Facebook and its kin are mysteries I’m not interested in solving. I don’t need friends that badly. I ignore those requests that purport to be from friends or relatives. The one request I did respond to in a cursory way resulted in my e-mail mail list getting compromised.

I tried to set up a web page for myself, but even the sites that claimed to be user-friendly, quickly attained enemy status in my hands. I had to settle for doing an idiot-proof blog that lacks the bells and whistles of the web page I originally sought.

Computers, smart phones, and their apps have taken over the known universe. Google is now a verb, and, despite the recession, sales of I-phones, Kindles, and their ilk prosper. Newspapers are shrinking both in number, and in their physical dimensions. Libraries are short on actual books, and long on audio books, DVDs, computers, and e-books. I’m conflicted because, despite my antipathy for tech talk, I do love Google.

I’m beginning to think that the issue for me is not just the pervasiveness of technology in my life, but the change it demands from me, and, worst of all, the rapidity of that change. Just as I think I’ve got some computer thing mastered they change the format, the protocol, or the password. I’m often asked by my computer, or whatever is dictating terms, to authorize “updates.” I don’t want updates.

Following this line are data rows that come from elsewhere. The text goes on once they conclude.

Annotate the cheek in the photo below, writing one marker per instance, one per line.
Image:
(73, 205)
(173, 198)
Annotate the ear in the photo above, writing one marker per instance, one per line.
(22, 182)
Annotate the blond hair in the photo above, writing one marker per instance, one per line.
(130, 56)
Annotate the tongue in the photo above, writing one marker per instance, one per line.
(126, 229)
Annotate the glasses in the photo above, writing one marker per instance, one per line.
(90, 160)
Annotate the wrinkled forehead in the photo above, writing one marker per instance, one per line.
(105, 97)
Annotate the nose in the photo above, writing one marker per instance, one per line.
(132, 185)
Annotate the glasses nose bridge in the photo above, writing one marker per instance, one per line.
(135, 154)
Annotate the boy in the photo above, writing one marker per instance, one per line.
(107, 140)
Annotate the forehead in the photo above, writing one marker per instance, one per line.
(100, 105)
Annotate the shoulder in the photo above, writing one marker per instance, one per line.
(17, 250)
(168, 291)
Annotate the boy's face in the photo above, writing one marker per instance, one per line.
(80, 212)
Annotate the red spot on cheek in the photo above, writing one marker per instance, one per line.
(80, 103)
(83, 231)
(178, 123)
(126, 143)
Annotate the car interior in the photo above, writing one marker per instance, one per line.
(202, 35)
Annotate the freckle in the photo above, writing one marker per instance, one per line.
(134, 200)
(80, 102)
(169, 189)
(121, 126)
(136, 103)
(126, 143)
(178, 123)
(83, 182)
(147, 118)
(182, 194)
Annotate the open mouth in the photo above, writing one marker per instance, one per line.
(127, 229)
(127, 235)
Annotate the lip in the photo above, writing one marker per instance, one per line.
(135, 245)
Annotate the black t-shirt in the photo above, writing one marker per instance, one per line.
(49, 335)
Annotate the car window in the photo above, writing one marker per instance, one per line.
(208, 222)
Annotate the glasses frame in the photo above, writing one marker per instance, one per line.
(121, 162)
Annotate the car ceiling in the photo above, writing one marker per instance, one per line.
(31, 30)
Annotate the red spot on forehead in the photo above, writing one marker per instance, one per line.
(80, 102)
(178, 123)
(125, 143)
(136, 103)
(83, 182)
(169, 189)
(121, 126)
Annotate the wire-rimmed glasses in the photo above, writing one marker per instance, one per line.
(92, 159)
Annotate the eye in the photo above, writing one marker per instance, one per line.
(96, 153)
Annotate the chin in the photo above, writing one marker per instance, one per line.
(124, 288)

I want down-dates; I want boring dates; I just want things the way they used to be.

Nevertheless, although I think movement for movement’s sake is what passes for some tech progress these days, the tsunami of change has already wreaked its havoc, and now some of us have to pick up the few pieces we understand and get used to it.

Until I do that, please do not tweet me, text me, or friend me. I’m not feeling all that friendly these days anyway.